Vénération de l’arche d’Alliance

Les élèves de l’école du dimanche ouvrent la marche, martelant des tambours en peau de vache et interprétant des chants spirituels appelés Timkat mezmur. Puis viennent les porteurs d’encensoirs, baignant clergé et fidèles de fragrances capiteuses et, derrière eux, les diacres portant sur leur tête des couronnes et, à la main, des croix de procession aux entrelacs de bois sculpté. Et enfin, ils sont là, les prêtres au visage impassible, portant les tabots, protégés par des ombrelles colorées.

Le soir du 18 janvier, les fidèles passent la nuit à prier et chanter dans l’enceinte des bains de Fasiladas, construits au XVIIe siècle. La messe commence le 19 janvier au petit matin. Les Éthiopiens et les touristes avertis portent des vêtements blancs et se couvrent la tête de foulards. Après la bénédiction de l’eau des bains et au son des trompettes, les séminaristes, puis les fidèles, plongent dans l’eau gelée, renouvelant les vœux de leur baptême. Enfin, le 20 janvier, dernier jour de Timkat, les tabots sont rapportés en procession dans les églises de Gondar. Pour des étrangers, ce déploiement de faste et de festivités peut ressembler à un grand carnaval religieux, mais sur place, à la question « Pourquoi êtes-vous là ? », tous répondent : « Je suis là pour fêter le Christ ». Si possible, dans la paix.

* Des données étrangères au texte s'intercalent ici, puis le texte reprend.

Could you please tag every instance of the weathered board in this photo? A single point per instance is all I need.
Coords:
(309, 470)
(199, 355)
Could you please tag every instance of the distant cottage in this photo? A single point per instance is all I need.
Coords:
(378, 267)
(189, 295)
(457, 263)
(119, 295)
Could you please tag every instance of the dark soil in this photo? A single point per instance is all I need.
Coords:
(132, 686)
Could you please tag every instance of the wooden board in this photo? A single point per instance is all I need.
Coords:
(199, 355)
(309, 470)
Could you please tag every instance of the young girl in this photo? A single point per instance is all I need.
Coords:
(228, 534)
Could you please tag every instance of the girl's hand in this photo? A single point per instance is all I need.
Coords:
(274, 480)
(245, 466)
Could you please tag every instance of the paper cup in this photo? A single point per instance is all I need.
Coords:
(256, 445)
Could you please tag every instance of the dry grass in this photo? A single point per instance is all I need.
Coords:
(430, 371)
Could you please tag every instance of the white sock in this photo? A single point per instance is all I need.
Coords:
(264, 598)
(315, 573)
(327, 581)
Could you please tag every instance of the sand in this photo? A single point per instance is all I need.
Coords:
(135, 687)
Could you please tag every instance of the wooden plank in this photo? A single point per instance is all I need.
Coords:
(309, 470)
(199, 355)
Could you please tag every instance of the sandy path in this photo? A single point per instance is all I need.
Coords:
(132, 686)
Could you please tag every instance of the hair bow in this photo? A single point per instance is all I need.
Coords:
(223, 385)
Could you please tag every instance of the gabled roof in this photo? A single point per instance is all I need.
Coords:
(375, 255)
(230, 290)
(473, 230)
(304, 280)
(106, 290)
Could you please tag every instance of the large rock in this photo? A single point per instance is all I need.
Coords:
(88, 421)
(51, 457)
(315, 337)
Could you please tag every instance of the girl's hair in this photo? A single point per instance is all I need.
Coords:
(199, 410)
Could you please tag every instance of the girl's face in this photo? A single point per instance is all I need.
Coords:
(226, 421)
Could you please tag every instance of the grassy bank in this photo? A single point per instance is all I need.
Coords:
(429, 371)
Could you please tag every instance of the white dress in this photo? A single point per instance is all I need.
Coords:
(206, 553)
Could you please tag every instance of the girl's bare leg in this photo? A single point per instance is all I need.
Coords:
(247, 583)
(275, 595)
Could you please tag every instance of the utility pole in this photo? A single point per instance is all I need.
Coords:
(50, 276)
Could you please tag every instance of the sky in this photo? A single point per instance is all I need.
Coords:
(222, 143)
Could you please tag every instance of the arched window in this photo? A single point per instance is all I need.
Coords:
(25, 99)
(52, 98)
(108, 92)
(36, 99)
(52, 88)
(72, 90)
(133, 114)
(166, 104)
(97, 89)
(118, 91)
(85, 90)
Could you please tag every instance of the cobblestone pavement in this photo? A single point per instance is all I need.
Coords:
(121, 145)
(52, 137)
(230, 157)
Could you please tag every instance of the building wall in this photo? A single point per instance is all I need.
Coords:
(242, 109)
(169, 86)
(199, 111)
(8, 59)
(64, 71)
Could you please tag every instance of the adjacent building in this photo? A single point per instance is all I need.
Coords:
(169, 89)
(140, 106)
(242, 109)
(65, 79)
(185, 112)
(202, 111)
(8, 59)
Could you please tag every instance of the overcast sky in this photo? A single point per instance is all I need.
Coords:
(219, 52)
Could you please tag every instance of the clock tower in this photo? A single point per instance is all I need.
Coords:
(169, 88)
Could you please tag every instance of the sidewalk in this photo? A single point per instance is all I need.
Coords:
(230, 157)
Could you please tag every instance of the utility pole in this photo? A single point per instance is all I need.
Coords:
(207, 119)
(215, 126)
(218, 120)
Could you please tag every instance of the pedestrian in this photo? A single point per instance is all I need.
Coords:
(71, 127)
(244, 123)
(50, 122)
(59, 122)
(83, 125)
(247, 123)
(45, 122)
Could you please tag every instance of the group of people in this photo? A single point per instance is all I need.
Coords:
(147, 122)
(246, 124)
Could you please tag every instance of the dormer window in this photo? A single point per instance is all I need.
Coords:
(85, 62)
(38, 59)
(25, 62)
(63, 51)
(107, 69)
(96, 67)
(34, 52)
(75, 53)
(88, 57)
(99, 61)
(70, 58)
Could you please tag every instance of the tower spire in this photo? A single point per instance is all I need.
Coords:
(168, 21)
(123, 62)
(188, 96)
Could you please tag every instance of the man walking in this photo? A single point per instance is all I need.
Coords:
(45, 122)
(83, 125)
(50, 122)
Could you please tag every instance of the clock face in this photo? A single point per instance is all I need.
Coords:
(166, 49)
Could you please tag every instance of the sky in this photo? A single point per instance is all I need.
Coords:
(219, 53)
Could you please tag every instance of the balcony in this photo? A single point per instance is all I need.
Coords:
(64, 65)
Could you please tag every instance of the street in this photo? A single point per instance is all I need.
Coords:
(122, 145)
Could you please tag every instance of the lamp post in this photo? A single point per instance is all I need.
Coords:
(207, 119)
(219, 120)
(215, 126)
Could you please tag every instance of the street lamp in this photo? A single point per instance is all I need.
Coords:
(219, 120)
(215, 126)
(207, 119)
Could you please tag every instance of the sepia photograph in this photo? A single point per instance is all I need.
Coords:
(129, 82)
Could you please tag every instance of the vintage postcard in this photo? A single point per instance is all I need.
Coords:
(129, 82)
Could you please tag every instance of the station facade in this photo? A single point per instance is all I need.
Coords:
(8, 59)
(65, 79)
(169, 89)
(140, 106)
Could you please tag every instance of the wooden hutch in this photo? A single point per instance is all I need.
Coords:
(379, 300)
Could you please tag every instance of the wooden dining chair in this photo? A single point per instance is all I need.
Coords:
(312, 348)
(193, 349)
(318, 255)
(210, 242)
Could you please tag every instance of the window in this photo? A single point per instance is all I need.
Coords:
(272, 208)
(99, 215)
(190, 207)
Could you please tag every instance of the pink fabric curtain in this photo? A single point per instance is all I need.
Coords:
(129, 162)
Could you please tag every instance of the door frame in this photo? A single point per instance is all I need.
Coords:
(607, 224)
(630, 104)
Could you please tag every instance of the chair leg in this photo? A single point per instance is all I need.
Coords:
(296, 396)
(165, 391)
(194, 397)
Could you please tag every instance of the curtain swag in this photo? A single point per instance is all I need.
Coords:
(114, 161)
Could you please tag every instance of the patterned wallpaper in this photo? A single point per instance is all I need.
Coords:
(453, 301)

Après deux années de missions ponctuelles, SOS Chrétiens d’Orient vient d’ouvrir un bureau permanent en Éthiopie, où la moitié de la population est chrétienne. Ses équipes de volontaires se relaient sur le terrain pour répondre aux demandes des communautés et des fidèles fragilisés par la guerre civile. Ils ont eux aussi assisté à Timkat, cette fête chrétienne hors du commun.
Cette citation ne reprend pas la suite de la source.